Turns Out ‘Pickle Rick’ Was Somehow Inspired By A ‘Breaking Bad’ Episode

Pickle Rick‘ is an intensely enjoyable 22-23 minutes of television. Sure, it doesn’t mean much in the grand scheme of Rick & Morty and, save for a spate of monologuing towards the end of the episode that’s almost immediately erased with the closing gags, it doesn’t do much in terms of advancing any of the overarching plots the show keeps nudging along. It’s hellishly violent in a hollow manner that the show rarely, if ever, touches. It is, at its core, an episode that explores one simple fundamental principle:

What if Rick was a pickle?

That’s it. That’s pretty much all there is to it. It doesn’t mean much, but it totally rules regardless.

What might surprise you about the episode, however, is the fact that it apparently took (at least some) inspiration from a reasonably unlikely source: Breaking Bad.

Show co-creator Dan Harmon spoke with Fast Company and relayed how an episode from Breaking Bad‘s second season provided the bulk of the inspiration for seeing Rick, as a Pickle, mess with and deal with his surroundings in the sequence that saw him wind up with a mech-suit made from rat parts.

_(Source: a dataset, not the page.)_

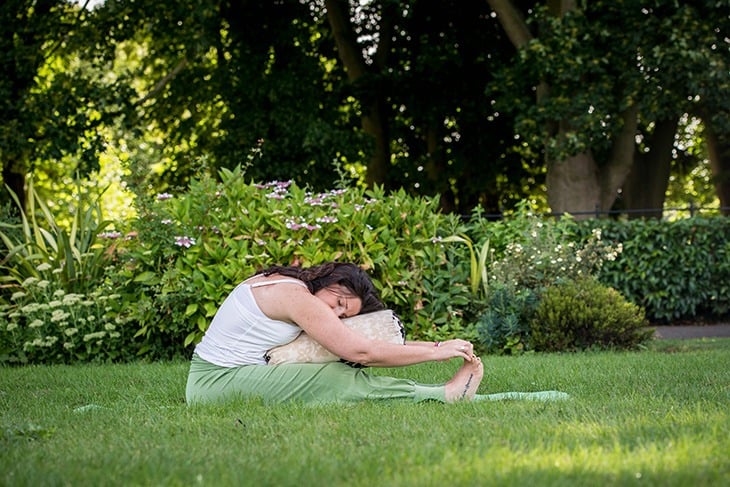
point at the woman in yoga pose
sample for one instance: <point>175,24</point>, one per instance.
<point>274,306</point>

A big inspiration for the Pickle Rick story, though, was the Breaking Bad episode where the Winnebago breaks down in the desert. It’s more than a bottle episode, it’s specifically a bottle episode of Breaking Bad where we get to see Walter White up against primal forces instead of watching him negotiate and bluff with street dealers and kingpins and using his access to cool chemicals and any equipment he wants to make any bombs and crystal meth and stuff. It was interesting to watch him trapped in a hot van, about to die, and having to fall back on his basic science knowledge to keep them alive, while also seeing what he was like under extreme stress in the hot desert heat. That was a big inspiration. I thought it was cool, the idea that Rick has all these gadgets all the time, he has these guns and vehicles and robots. He can make anything with his human hands that he wants because he’s always near a big toolbox. How smart is Rick, though? Is he so smart that with his mouth alone he could gain an advantage over biological killing machines in an environment that wasn’t built to sustain him?

‘Course the episode Harmon’s referring to there is ‘4 Days Out,’ season two’s ninth episode where Jesse and Walt get stuck in the desert after… well… this.

That episode? You’ve got that to thank (in part) for Pickle Rick. Who woulda guessed?